La Hermandad de los Nazarenos del Sagrado Descendimiento, Santísimo Cristo del Buen Fin en su Traslado al Sepulcro y María Santísima de la Concepción, simplemente con su peculiar manera de procesionar, nos transmite un mensaje oportuno y, a mi juicio, importante en los momentos que estamos viviendo. El silencio es el espacio adecuado para acceder al interior de nosotros mismos y para penetrar en las profundidades de la realidad externa: de los objetos, de las personas y de los episodios.
El silencio es el ámbito para aprovechar y para disfrutar de las vivencias que, a pesar de ser nutritivas, nos suelen pasar desapercibidas. Por eso me atrevo a proponer que aprovechemos esta providencial oportunidad para buscar las palabras que nos sirven para nombrar el misterio de nuestra vida individual. Sí, estoy convencido de que el silencio nos alumbra ese ámbito íntimo de cada uno nosotros en el que se han sembrado nuestras mejores experiencias. Es ahí donde florecen y dan frutos aquellas semillas éticas de bondad, aquellos relámpagos de belleza o aquellos reflejos de verdad.
Ahora que el silencio nos resulta más necesario, es cuando tropezamos con las mayores dificultades para cultivarlo, para aprovecharlo como fuente de vitalidad, de fantasía y de creatividad. En este mundo saturado de ruidos necesitamos confortables espacios de silencio, instantes prolongados para la pausa, para la interiorización personal y para la apertura solidaria. Momentos tranquilos para respirar hondo y para oxigenar nuestro espíritu: para reflexionar sobre nuestros cambios, para meditar pausadamente en el imparable correr de nuestros días y para contemplar, asombrarnos, el espectáculo de la naturaleza: para descifrar los mensajes imponentes del mar, del cielo o de la montaña, o para, simplemente, percibir la voz discreta de un rosa o el imperceptible crecimiento de una brizna de hierba.

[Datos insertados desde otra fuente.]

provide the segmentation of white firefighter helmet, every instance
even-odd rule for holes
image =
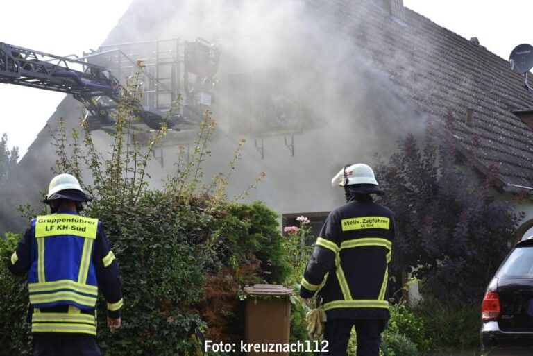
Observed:
[[[363,163],[344,166],[331,180],[331,185],[333,187],[346,185],[356,193],[383,194],[375,180],[374,171],[370,166]]]
[[[89,201],[90,198],[80,186],[80,183],[71,174],[61,173],[50,181],[48,194],[43,201],[49,203],[56,199],[69,199],[76,201]]]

El aturdimiento producido por el estruendo de rumores y de murmullos nos impide apreciar el sentido de una sonrisa complaciente o el significado de un sollozo suplicante. Necesitamos el silencio para, animados, mirar hacia lo alto y para progresar, para cobrar aliento y para, contentos, seguir la marcha hacia nosotros mismos. Para transformar las actividades en experiencias y para escuchar la música que fluye bajo el murmullo de las palabras.
Si pretendemos evitar ahogarnos en este turbulento mar de confusiones, necesitamos callar de vez en cuando, administrar las pausas, y esperar el momento oportuno, para que, con prudencia, paciencia, discreción y templanza, acertemos con la palabra adecuada. Estas virtudes tienen mucho que ver con unas facultades tan escasas como el tacto y el gusto: el tacto cordial y el gusto estético. No podemos olvidar que las semillas de las palabras fructifican cuando, tras caer en la fértil tierra del silencio, reciben la lluvia mansa de la reflexión serena. Por eso, para saborear los colores, los sonidos y los brillos, necesitamos el silencio y la soledad. Pero también hemos de callar para lograr descifrar el significado de los diferentes mensajes de los silencios.
Ésta es -queridos hermanos- la lección que me dicta nuestra Hermandad de los Nazarenos del Sagrado Descendimiento, Santísimo Cristo del Buen Fin en su Traslado al Sepulcro y María Santísima de la Concepción.